Mais nous sommes à l’hôpital, et les lits ne restent jamais inoccupés très longtemps. C’est l’occasion pour Mona Berard d’entrer en scène pour interpréter Louise, une jeune fille à l’élocution un peu bizarre. Dans son sillage, elle amène sa petite famille, à savoir Mathieu Torloting (très bon dans le rôle du frère qui a beaucoup de mal à accepter l’état de sa sœur) et Aure Atika en mère désespérée. Perso, c’est avec Louise que j’ai eu un peu de mal, dans le sens que je l’ai trouvée un peu difficile à cerner. Mais après tout elle incarne une personne encore bien différente de celles auxquelles nous avions affaire jusque-là. Cependant je reconnais qu’elle parvient à donner toute l’émotion nécessaire face à sa mère au moment où elle doit rendre son dernier souffle. Par elle et sa famille, le thème de comment aborder la mort est abordé, mais on remarquera qu’il n’y a pas de recette miracle.
La vraie surprise question casting vient de Jarry. Sceptique sur sa première apparition, il m’a tout de suite convaincu tant il apporte un vent frais et rend sa joie de vivre et sa bonne humeur si communicatives, d’autant qu’il le fait en prime avec beaucoup d’humour, pour le coup bienvenu dans un tel milieu. Mathieu Madenian est quant à lui mis en retrait, là aussi c’est aussi dans l’ordre des choses au vu de la tournure des événements.
Les acteurs quels qu’ils soient ont su rester fidèles à la psychologie des personnages qu’ils incarnent. La seule qui évolue vraiment est Roxane. Brillamment interprétée par Louna Espinosa, elle prend la place de Sarah dans le camp des gamins attachants mais à qui on distribuerait des baffes.
Plus globalement, les épisodes qui se suivent alternent successivement espoirs, désespoirs, moments heureux et même rires.
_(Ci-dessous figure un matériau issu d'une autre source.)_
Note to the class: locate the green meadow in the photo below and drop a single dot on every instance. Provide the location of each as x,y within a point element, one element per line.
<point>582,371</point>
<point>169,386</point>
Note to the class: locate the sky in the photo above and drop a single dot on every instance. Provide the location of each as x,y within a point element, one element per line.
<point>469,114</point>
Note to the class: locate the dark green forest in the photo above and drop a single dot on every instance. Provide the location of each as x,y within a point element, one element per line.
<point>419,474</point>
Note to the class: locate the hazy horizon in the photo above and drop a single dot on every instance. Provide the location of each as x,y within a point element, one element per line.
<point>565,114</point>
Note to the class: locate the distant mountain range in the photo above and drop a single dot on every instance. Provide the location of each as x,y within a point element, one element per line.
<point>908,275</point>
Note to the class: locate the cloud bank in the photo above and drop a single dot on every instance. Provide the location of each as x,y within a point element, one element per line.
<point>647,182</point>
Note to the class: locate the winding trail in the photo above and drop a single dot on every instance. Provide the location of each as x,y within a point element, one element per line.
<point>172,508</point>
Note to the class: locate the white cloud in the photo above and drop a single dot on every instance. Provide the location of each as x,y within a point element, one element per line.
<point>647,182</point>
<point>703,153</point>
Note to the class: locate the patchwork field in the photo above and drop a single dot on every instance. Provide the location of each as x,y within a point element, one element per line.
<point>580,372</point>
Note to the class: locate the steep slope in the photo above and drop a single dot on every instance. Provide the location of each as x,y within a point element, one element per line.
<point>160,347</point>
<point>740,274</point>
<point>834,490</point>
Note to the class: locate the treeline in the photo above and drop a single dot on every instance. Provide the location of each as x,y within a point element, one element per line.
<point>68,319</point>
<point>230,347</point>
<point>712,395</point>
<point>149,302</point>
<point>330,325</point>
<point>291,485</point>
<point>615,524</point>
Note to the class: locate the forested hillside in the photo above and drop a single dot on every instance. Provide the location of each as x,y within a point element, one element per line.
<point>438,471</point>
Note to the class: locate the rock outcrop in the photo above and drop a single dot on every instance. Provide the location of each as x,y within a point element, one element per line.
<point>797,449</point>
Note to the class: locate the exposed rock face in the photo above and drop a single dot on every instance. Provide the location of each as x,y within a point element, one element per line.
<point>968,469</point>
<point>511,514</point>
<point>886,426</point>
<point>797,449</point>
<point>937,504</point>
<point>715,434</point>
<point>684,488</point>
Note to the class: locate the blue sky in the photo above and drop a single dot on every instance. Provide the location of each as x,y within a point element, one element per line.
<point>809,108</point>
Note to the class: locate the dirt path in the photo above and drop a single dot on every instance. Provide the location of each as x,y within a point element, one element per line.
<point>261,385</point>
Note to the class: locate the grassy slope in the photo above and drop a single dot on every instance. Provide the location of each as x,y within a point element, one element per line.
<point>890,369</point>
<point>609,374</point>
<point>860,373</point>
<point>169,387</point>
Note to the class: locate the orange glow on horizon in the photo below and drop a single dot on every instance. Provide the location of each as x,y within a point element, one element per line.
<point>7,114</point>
Par exemple, l’épisode 5 est placé sous le signe des émotions et des larmes, alors que l’épisode précédent (à moins que ce ne soit le 3, je ne sais plus… tssss moi et ma mémoire de poisson rouge, hein) nous fait éclater de rire par les bons mots de Mehdi. Le plus étonnant, c’est que son interprète, Azize Diabate Abdoulaye, n’a pas l’air de forcer son talent tant ça semble naturel chez lui.
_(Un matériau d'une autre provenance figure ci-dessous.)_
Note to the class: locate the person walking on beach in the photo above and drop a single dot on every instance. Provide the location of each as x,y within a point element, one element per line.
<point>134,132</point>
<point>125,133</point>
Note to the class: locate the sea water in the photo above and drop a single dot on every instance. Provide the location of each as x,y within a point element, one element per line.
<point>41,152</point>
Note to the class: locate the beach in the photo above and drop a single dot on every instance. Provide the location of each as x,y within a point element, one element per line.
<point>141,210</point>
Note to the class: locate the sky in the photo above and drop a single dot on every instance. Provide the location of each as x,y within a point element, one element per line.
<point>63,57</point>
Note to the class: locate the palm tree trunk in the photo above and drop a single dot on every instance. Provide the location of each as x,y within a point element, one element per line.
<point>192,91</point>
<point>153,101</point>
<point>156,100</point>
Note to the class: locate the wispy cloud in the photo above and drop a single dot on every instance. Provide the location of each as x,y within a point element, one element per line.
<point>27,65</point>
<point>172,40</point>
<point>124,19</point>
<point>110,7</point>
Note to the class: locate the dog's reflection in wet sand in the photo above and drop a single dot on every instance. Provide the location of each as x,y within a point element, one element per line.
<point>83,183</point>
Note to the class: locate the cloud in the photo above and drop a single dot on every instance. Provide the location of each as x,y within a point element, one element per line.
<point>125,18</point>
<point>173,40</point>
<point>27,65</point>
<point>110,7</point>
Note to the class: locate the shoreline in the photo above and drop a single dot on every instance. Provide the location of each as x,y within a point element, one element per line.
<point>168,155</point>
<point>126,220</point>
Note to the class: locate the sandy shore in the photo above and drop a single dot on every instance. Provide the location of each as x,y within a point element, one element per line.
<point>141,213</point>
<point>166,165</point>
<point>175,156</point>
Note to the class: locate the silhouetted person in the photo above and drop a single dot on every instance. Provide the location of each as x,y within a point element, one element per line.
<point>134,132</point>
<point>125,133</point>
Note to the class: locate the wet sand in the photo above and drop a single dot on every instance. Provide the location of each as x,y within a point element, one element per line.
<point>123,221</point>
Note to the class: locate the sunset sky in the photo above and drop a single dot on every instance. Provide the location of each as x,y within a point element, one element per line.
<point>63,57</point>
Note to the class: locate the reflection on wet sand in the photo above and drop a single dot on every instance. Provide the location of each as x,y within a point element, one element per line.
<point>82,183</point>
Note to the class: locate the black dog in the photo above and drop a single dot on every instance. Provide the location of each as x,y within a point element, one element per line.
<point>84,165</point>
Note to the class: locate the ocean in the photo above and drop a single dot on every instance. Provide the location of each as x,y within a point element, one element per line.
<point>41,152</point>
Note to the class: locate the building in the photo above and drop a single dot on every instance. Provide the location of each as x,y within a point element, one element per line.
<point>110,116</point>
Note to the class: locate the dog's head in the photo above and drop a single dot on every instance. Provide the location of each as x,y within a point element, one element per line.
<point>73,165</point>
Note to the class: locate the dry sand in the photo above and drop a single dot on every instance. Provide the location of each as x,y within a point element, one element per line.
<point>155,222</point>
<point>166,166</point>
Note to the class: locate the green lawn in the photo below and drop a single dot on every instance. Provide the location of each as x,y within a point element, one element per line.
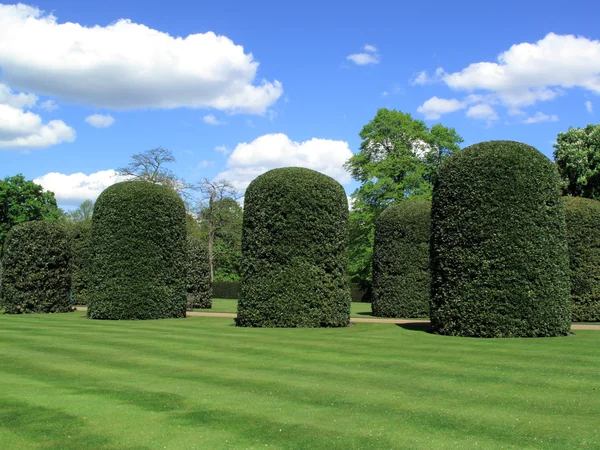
<point>72,383</point>
<point>229,305</point>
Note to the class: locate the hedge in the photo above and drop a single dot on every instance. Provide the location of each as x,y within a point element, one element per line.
<point>79,239</point>
<point>499,258</point>
<point>583,237</point>
<point>35,269</point>
<point>138,253</point>
<point>199,288</point>
<point>401,280</point>
<point>294,244</point>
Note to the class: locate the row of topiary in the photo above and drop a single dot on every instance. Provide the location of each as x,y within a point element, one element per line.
<point>140,266</point>
<point>497,250</point>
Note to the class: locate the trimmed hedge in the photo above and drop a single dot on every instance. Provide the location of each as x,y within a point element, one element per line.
<point>199,288</point>
<point>583,237</point>
<point>499,258</point>
<point>79,238</point>
<point>294,243</point>
<point>226,289</point>
<point>138,253</point>
<point>401,280</point>
<point>35,269</point>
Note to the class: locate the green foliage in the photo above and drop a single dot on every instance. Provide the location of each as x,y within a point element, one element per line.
<point>499,258</point>
<point>401,280</point>
<point>398,159</point>
<point>583,237</point>
<point>226,289</point>
<point>21,201</point>
<point>138,253</point>
<point>79,238</point>
<point>199,288</point>
<point>577,154</point>
<point>294,251</point>
<point>35,269</point>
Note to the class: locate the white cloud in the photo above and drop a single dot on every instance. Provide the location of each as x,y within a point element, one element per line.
<point>126,65</point>
<point>100,120</point>
<point>539,117</point>
<point>212,120</point>
<point>21,129</point>
<point>271,151</point>
<point>532,72</point>
<point>369,56</point>
<point>72,190</point>
<point>482,111</point>
<point>434,107</point>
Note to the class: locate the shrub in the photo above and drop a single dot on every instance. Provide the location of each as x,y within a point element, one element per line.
<point>583,237</point>
<point>401,280</point>
<point>199,288</point>
<point>138,253</point>
<point>79,238</point>
<point>226,289</point>
<point>499,257</point>
<point>294,251</point>
<point>35,269</point>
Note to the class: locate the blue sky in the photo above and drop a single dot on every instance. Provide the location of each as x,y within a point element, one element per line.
<point>324,68</point>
En conclusion, cette saison 2 est bonne, très bonne même, tant elle est dans la continuité de la saison une en présentant tout un panel de psychologies très différentes les unes des autres. Entre des parents qui tremblent d’inquiétude, un frère qui ne veut pas voir sa sœur dans un triste état, un père toujours aussi maladroit mais qui essaie de faire de son mieux (Pascal Elbé), etc…
Malgré tout, on a une vague sensation de légère baisse d’intensité, mais c’est avec plaisir que je retrouverai tous ces personnages au cours de la saison 3, même si d’autres vont disparaître du casting. On le sait, et c’est dans l’ordre des choses, encore une fois là aussi. J’espère toutefois que la qualité sera préservée, en dépit de ces petits soucis d’incohérences qui sillonnent de temps à autres les épisodes. Car les gamins, ils continuent à faire plus ou moins ce qu’ils veulent quand ils veulent. A moins qu’il soit nécessaire de faire un stage pour voir si effectivement, on leur laisse plus ou moins les rênes libres.